Time Rhythm and Inertia
I have been giving some thought to why it is that I don’t do the things that I most want to do. In front of me are my art supplies, languages, computer ... why don’t I engage? My excuse at school is that there “is no time.” But that is no longer valid.
I have come to the realisation that time exists. I often think back to Costa Rica where there was so much time and wish that I was once again in that context. I usually have these thoughts when I look at my messy room that I come back to only to sleep for a short seven hours and then leave again. According to my nostalgia if I was in Costa Rica my room would be clean, I would study all matter of things that I wanted to study and go on hikes, visit people and pray. But in fact I have time enough now and yet it is still hard to clean my room, study those subjects that I now “have the time for” and do a whole host of other activities that there is no time for in school. The only thing that is holding me back is my lack of discipline, or not so negatively, my lack of rhythm.
So time exists, and that is not the problem.
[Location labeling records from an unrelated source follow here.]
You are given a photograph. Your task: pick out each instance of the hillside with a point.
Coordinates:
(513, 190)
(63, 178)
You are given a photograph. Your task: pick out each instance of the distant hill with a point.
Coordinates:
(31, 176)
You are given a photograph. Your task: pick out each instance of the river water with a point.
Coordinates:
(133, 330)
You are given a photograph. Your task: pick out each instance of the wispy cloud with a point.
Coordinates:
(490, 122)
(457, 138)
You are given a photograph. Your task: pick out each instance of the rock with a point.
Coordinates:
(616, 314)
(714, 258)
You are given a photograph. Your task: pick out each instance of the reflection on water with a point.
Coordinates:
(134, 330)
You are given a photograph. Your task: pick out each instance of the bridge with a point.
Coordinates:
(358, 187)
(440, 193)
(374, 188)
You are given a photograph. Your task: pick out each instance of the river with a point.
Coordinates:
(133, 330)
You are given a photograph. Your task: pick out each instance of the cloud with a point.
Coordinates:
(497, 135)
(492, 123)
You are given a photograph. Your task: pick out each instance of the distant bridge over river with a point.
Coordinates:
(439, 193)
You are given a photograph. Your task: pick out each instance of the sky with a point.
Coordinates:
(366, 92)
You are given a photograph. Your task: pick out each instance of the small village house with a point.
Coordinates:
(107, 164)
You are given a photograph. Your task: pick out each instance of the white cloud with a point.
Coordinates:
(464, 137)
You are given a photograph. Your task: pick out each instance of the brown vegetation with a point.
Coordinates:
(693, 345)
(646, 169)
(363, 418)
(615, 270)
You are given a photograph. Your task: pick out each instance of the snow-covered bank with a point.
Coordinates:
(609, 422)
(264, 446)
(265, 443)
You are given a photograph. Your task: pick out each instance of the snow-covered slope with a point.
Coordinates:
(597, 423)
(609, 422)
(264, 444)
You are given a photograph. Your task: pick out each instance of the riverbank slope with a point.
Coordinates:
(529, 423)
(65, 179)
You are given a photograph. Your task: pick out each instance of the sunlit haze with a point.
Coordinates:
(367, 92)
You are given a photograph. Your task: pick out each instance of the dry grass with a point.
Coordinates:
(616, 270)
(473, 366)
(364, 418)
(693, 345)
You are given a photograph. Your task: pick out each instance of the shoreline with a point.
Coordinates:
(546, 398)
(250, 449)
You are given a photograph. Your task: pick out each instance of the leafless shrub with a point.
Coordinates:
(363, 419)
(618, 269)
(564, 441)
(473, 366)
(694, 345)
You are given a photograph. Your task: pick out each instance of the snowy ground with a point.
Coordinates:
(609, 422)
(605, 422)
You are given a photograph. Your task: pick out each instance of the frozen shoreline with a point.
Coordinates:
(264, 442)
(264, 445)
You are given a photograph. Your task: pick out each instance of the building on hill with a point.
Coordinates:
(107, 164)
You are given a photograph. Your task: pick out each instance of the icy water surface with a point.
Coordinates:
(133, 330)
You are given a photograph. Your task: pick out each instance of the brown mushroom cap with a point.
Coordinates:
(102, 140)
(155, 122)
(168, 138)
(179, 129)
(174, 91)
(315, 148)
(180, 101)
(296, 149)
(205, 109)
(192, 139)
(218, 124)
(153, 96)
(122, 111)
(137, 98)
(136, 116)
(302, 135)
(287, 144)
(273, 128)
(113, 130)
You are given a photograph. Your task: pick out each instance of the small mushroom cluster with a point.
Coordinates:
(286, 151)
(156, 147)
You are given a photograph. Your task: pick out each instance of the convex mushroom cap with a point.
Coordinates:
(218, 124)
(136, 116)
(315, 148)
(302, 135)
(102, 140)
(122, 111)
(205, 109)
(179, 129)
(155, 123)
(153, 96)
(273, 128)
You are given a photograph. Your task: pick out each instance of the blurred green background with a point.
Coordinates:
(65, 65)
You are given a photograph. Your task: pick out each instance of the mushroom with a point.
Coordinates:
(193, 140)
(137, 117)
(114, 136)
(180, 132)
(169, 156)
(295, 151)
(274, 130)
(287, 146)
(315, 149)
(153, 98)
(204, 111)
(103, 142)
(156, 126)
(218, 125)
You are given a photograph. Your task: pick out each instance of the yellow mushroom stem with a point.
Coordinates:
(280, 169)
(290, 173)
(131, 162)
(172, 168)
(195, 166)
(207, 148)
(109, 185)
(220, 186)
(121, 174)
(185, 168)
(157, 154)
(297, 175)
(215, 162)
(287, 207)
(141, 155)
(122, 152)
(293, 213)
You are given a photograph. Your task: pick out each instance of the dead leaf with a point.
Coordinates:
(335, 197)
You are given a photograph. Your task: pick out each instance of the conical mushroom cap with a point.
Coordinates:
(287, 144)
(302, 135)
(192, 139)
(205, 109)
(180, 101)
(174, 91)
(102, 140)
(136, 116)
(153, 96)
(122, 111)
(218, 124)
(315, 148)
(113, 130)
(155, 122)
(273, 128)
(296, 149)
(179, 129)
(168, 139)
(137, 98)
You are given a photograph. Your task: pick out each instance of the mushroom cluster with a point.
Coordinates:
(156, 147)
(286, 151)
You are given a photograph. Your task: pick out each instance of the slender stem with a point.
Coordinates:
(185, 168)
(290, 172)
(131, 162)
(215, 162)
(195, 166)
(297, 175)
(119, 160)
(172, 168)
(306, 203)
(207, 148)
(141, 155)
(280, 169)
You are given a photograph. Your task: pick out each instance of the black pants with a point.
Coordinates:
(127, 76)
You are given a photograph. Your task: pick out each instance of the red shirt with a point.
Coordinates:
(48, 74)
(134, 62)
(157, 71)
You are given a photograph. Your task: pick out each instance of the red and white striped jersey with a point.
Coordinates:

There is something about having a morning routine. There is something about waking up in the morning and knowing the first thing that needs to be done and doing it. It is like setting the rhythm for the day. I think liturgy had that effect. I would wake up and say the liturgy and for some reason, even if I hated saying the words (because I felt that there was so much more to be doing) yet if I did not say them my day would fall into pieces.